Les deux textes peuvent avoir désigné deux épisodes distincts du phénomène diluvien. Mais il pourrait s'agir aussi, d'une erreur de scribe dans la Bible, une de ces erreurs pour lesquelles Jérémie stigmatisait «le burin menteur des scribes».
Enfin, la version coranique est totalement indépendante de la thèse judéo-chrétienne qui regarde, à des titres différents, la crucifixion de Jésus comme une réalité historique. Mais le Coran affirme à ce sujet : «Ils ne l'ont point tué ni crucifié, quoi qu'il leur en paraisse». Cor IV. v. 156-157.
Cette version originale du Coran ne coïncide avec aucun document judéo-chrétien. D'autre part, les écrits des premiers chrétiens laissent la porte ouverte à toutes les hypothèses, sur la fin de Jésus et sur la durée de son ministère.
Irénée, cité par M. Montet, comme le premier témoin de l'authenticité de l'Evangile de Saint-Jean, professe, à la fin du deuxième siècle, que Jésus avait enseigné jusqu'à l'âge de cinquante ans, contrairement à la tradition chrétienne actuelle qui regarde la fin de son ministère à l'âge de trente-trois ans.
S'il fallait, coûte que coûte, ramener la chronologie monothéiste du Coran, sur ce point à une source chrétienne, on pourrait faire un rapprochement partiel entre la thèse coranique sur la disparition de Jésus et celle de la doctrine docétiste qui professe également la mort apparente de Jésus, selon l'Evangile de Pierre.
Ce rapprochement demeure toutefois partiel, parce que le Coran regarde la naissance et la vie de Jésus, comme des réalités terrestres indiscutables, alors que le docétisme renferme tout cela dans une sorte de doctrine générale de l'apparence.
On peut ainsi suivre, pas à pas la pensée coranique et la pensée biblique, en leur trouvant sur le fond monothéiste, des points communs indéniables ; mais aussi, aussi nombreux sinon plus, des points de divergence.
Pour pousser jusqu'au bout cet examen critique, il faudrait admettre la relation du Coran avec - non pas une seule - mais plusieurs sources judéo-chrétiennes.
Il faudrait en outre admettre, - étant donné les divergences notées sur plusieurs points de la chronologie monothéiste - que le Coran se serait inspiré d'une ou de plusieurs versions bibliques qui n'existent plus actuellement.
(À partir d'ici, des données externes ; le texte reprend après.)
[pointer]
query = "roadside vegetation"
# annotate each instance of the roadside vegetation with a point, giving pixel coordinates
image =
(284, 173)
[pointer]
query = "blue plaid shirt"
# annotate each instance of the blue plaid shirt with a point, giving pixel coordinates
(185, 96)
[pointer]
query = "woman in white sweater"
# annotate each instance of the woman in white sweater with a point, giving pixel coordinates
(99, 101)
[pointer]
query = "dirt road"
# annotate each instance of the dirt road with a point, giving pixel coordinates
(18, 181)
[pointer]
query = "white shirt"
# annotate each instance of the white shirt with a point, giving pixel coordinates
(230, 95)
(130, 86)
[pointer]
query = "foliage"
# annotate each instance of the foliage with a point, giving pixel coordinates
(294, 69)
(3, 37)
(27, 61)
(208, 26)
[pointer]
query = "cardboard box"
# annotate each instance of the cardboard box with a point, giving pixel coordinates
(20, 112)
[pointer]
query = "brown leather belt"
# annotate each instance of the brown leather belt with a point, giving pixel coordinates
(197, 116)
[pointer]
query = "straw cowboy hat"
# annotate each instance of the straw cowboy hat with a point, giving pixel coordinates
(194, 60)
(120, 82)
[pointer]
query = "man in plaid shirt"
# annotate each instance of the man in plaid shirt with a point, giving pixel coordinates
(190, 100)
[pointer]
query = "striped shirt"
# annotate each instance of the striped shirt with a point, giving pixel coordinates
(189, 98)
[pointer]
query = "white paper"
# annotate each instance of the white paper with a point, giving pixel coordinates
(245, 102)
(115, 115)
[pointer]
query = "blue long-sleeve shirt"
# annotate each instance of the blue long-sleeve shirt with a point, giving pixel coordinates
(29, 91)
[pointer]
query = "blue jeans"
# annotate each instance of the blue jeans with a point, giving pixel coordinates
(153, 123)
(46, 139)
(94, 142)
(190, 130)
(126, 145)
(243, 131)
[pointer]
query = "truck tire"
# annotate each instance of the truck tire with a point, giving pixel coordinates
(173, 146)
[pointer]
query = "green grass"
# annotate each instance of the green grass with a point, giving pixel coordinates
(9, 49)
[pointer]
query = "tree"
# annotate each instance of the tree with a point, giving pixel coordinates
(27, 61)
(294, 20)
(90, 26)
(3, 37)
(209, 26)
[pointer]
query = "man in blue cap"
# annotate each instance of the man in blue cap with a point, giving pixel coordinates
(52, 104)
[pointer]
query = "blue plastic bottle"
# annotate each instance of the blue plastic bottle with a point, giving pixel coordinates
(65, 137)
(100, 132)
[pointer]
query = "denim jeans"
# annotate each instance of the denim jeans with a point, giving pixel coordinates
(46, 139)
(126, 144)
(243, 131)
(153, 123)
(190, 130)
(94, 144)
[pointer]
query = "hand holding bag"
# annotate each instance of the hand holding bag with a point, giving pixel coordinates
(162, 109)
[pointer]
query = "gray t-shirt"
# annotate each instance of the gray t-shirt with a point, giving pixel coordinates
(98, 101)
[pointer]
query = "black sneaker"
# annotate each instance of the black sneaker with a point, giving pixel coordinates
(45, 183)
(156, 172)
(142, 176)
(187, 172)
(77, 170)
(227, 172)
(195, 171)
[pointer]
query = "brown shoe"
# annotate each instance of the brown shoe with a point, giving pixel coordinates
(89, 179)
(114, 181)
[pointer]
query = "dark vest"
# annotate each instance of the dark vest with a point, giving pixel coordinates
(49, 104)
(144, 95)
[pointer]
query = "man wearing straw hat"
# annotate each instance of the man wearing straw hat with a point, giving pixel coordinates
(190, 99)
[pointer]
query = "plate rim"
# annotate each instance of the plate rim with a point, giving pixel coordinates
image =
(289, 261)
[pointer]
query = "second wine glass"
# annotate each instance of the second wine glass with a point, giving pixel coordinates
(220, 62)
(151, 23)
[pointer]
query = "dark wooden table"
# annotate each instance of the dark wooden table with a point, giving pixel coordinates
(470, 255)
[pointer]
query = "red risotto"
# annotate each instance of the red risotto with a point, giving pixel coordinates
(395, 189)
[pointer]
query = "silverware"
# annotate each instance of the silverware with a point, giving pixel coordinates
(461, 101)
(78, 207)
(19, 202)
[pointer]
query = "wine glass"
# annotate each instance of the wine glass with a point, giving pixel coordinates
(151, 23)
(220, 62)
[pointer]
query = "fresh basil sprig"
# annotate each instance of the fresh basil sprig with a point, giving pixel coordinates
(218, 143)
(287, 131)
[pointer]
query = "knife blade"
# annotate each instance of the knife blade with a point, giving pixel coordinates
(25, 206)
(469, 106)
Et il faudrait, enfin, admettre que le Prophète travaillait à la manière d'un érudit, compulsant de nombreux documents, les méditant et les coordonnant en vue d'en tirer la version coranique.
Il est vrai que «l'esprit critique moderne» a des naïvetés déconcertantes, comme signale M. Montet lui même, à propos du Professeur de médecine Astruc (1684-1766), dans ces termes : «II est évident qu'Astruc se représentait, avec une certaine naïveté, Moïse consultant des documents et travaillant comme un savant du 18e siècle...».